Kubernetes v1.32: Memory Manager Goes GA - With Kubernetes v1.32, the memory manager has graduated to General Availability (GA), enabling efficient and predictable memory allocation for containerized applications in the Guaranteed QoS class. This milestone brings improved observability, reliability, and robustness, with future plans to extend support to Windows for enhanced CPU and memory affinity.
Salesforce Preps Heroku PaaS for Kubernetes Environments - Salesforce's Heroku PaaS now runs natively on Kubernetes, integrating with AWS services, supporting OCI specifications, OpenTelemetry, and adding .NET language support alongside existing options. By simplifying infrastructure complexities, Heroku aims to accelerate cloud-native application development and aligns with the growing trend of platform engineering for standardization and productivity.
Introducing Supply-Chain Firewall: Protecting Developers from Malicious Open Source Packages - Datadog Security Labs has introduced Supply-Chain Firewall, an open-source tool designed to protect developers from malicious and vulnerable packages on PyPI and npm by blocking or flagging risky installations. This Python-based solution offers developers enhanced security for their workstations, integrates seamlessly with tools like Datadog Log Management for observability, and is poised for further expansion to support additional package managers and community contributions.
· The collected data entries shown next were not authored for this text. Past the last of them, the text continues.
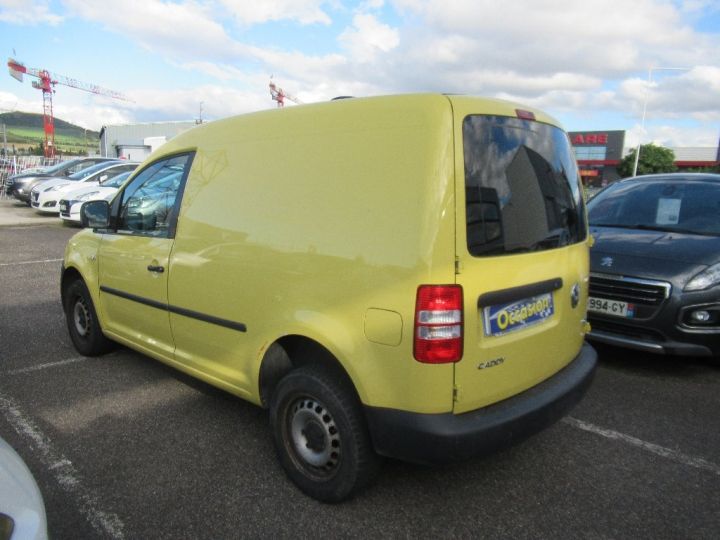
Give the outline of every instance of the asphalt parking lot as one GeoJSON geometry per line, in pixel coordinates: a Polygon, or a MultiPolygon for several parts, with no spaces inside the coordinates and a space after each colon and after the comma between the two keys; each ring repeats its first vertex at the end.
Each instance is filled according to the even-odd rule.
{"type": "Polygon", "coordinates": [[[77,229],[9,222],[0,436],[34,473],[52,538],[720,536],[709,361],[602,349],[589,394],[552,428],[452,467],[387,462],[369,490],[323,505],[286,480],[265,411],[128,349],[78,356],[58,285],[77,229]]]}

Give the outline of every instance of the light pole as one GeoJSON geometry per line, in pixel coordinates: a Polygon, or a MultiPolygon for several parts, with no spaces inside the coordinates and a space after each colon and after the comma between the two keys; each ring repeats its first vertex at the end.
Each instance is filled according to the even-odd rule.
{"type": "MultiPolygon", "coordinates": [[[[645,114],[647,113],[648,98],[650,97],[650,86],[652,85],[652,72],[653,71],[690,71],[692,68],[685,67],[651,67],[648,69],[648,82],[645,88],[645,100],[643,101],[643,113],[640,128],[642,134],[645,133],[645,114]]],[[[641,134],[641,136],[642,136],[641,134]]],[[[640,147],[642,146],[642,140],[638,142],[637,150],[635,150],[635,165],[633,165],[633,176],[637,176],[638,161],[640,161],[640,147]]]]}

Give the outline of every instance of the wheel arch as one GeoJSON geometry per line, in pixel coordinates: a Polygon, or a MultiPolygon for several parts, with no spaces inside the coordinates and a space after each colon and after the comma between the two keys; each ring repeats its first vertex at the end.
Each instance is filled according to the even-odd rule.
{"type": "Polygon", "coordinates": [[[303,366],[315,365],[331,373],[361,402],[352,378],[337,357],[317,341],[302,335],[283,336],[265,351],[258,378],[260,403],[268,408],[280,380],[303,366]]]}
{"type": "Polygon", "coordinates": [[[67,290],[68,285],[76,279],[85,281],[77,268],[69,266],[63,269],[62,275],[60,276],[60,301],[63,306],[65,305],[65,291],[67,290]]]}

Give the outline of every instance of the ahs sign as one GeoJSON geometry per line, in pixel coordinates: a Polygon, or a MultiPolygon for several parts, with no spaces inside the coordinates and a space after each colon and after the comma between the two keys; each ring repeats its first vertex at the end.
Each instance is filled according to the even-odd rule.
{"type": "Polygon", "coordinates": [[[573,135],[572,144],[607,144],[608,135],[607,133],[578,133],[573,135]]]}

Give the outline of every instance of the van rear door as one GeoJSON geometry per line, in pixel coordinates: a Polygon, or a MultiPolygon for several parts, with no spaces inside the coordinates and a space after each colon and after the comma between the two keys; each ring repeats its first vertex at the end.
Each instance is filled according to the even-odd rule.
{"type": "Polygon", "coordinates": [[[589,263],[566,133],[510,104],[478,113],[477,101],[452,102],[464,297],[454,412],[462,413],[531,388],[579,353],[589,263]]]}

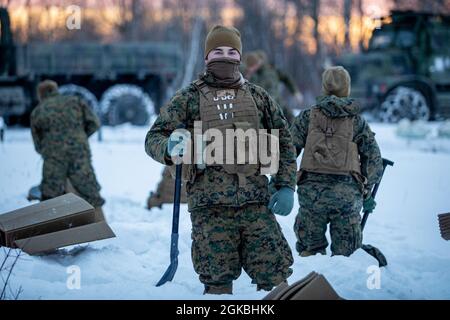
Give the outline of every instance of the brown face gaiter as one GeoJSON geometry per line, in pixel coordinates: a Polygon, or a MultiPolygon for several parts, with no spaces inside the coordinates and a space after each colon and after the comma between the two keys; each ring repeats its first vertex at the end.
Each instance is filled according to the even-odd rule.
{"type": "Polygon", "coordinates": [[[206,65],[206,81],[214,87],[235,88],[241,85],[241,62],[230,58],[217,58],[206,65]]]}

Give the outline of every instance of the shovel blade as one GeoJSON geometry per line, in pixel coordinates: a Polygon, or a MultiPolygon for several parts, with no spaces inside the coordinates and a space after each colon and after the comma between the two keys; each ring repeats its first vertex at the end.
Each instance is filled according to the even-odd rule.
{"type": "Polygon", "coordinates": [[[372,257],[374,257],[378,261],[378,266],[385,267],[387,266],[387,260],[384,254],[380,251],[380,249],[371,246],[370,244],[363,244],[361,246],[361,249],[363,249],[365,252],[370,254],[372,257]]]}
{"type": "Polygon", "coordinates": [[[177,268],[178,268],[178,259],[175,259],[174,261],[172,261],[170,263],[170,265],[167,268],[166,272],[164,272],[163,276],[158,281],[156,286],[160,287],[163,284],[165,284],[166,282],[172,281],[173,277],[175,276],[175,272],[177,272],[177,268]]]}

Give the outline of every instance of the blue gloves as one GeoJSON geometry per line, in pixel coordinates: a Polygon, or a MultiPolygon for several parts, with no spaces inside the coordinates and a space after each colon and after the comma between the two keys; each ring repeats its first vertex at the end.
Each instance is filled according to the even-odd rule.
{"type": "Polygon", "coordinates": [[[294,190],[282,187],[270,198],[268,208],[275,214],[287,216],[294,206],[294,190]]]}
{"type": "Polygon", "coordinates": [[[167,155],[169,157],[182,156],[186,152],[187,142],[190,139],[188,131],[177,130],[167,139],[167,155]]]}
{"type": "Polygon", "coordinates": [[[372,196],[367,197],[363,201],[364,212],[372,213],[376,206],[377,206],[377,203],[375,202],[375,199],[372,198],[372,196]]]}

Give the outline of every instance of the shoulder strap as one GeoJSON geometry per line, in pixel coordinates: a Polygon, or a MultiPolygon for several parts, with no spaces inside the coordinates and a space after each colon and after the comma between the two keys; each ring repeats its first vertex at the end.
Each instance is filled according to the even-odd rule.
{"type": "Polygon", "coordinates": [[[198,89],[198,91],[206,96],[211,90],[206,82],[202,79],[197,79],[194,81],[194,86],[198,89]]]}
{"type": "Polygon", "coordinates": [[[202,79],[197,79],[197,80],[194,81],[194,85],[195,85],[196,87],[200,88],[200,87],[206,85],[206,83],[205,83],[205,81],[203,81],[202,79]]]}
{"type": "Polygon", "coordinates": [[[320,108],[317,108],[316,106],[311,108],[311,111],[309,113],[308,133],[310,133],[317,126],[319,126],[320,128],[323,126],[323,124],[320,123],[321,119],[319,119],[319,118],[321,118],[323,116],[325,116],[325,115],[320,110],[320,108]]]}
{"type": "MultiPolygon", "coordinates": [[[[251,92],[251,90],[250,90],[250,82],[247,80],[247,79],[244,79],[245,81],[244,81],[244,84],[242,85],[242,90],[248,90],[248,94],[252,97],[252,99],[253,99],[253,102],[255,103],[255,106],[256,106],[256,108],[258,109],[258,110],[261,110],[261,106],[259,106],[257,103],[256,103],[256,101],[255,101],[255,97],[253,97],[253,94],[252,94],[252,92],[251,92]]],[[[263,112],[263,114],[264,114],[264,126],[266,127],[265,129],[273,129],[272,128],[272,116],[271,116],[271,113],[270,112],[268,112],[268,110],[267,110],[267,105],[266,104],[264,104],[264,106],[262,107],[262,110],[261,110],[262,112],[263,112]]]]}

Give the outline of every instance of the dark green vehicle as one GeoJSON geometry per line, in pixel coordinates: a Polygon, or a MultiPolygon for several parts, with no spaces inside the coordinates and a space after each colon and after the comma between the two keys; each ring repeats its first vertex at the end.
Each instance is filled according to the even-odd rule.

When Kubernetes Fails: Reflections on the OpenAI Outage - The recent OpenAI outage, caused by a telemetry stack deployment in their Kubernetes environment, highlights the platform's operational complexity even for experts, as it disrupted their control-plane access and required significant recovery efforts. This serves as a wake-up call for organizations, emphasizing the need for Kubernetes expertise, proactive safeguards, and simplified management solutions like Portainer to mitigate risks and make Kubernetes more accessible to smaller teams.
Devin is now generally available - Devin, an AI development assistant now available at $500 per month, streamlines engineering tasks with features like Slack integration, an IDE extension, and API access. It excels in handling bugs, PRs, and refactoring, with proven contributions to open-source projects like Anthropic MCP and Zod, showcasing its effectiveness with human guidance.